Thursday, January 7, 2010

BACnet's for elevators too

Well, maybe not internally because of the life-safety issues that lead elevator manufacturers to use proprietary protocols that are (I am told) kept quite secret. Nevertheless, there is a wish to integrate them with the building automation system, mostly to pass information out much to the BAS. To that end I started working a while back with Dr. Albert So, an expert in the elevator industry.



This work was initiated by the City of Hong Kong, which uses BACnet in its buildings and wants to monitor their many thousands of elevators (the definition of which incorporates lifts and escalators). A concept demonstration project set up by Dr. So, and the Hong Kong University, using Schindler and Fujitec lifts, was succesful.
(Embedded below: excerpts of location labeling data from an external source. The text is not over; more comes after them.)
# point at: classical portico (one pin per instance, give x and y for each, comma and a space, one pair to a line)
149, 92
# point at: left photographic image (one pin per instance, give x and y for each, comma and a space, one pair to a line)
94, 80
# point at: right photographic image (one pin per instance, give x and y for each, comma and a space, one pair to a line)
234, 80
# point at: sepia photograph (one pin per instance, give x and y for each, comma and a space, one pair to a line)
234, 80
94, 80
So I took Dr. So's proposal and massaged it into BACnet form, learning a lot I never knew about elevators along the way. Creating the necessary objects (Building, Room, Elevator Group, Lift and Escalator) was relatively straightforward but the volume and possible rapidly-changing collection of data that could be required, plus the critical importance of accurate time on certain data, required new concepts and services that could be useful elsewhere in building automation systems.
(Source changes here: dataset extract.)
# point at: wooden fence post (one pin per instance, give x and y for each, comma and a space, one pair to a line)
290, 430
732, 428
The resulting proposal has been reviewed in the Objects & Services working group and discussion on the presentation of the objects is ongoing. But we also realized that we need to have this material reviewed by the elevator manufacturers themselves, so Dr. So proposed a summit where the two of us could present the work so far to interested companies.


We held that summit two days ago, and the interest level seems quite high, with folks coming from Japan and Europe to attend. (One couldn't make his connection from Frankfurt due to snow and sent his apologies.) In fact, during the presentation and after the meeting several changes to the elevator-specific objects were suggested.


The materials from the meeting have been distributed to the members and will be forwarded to other elevator companies not present.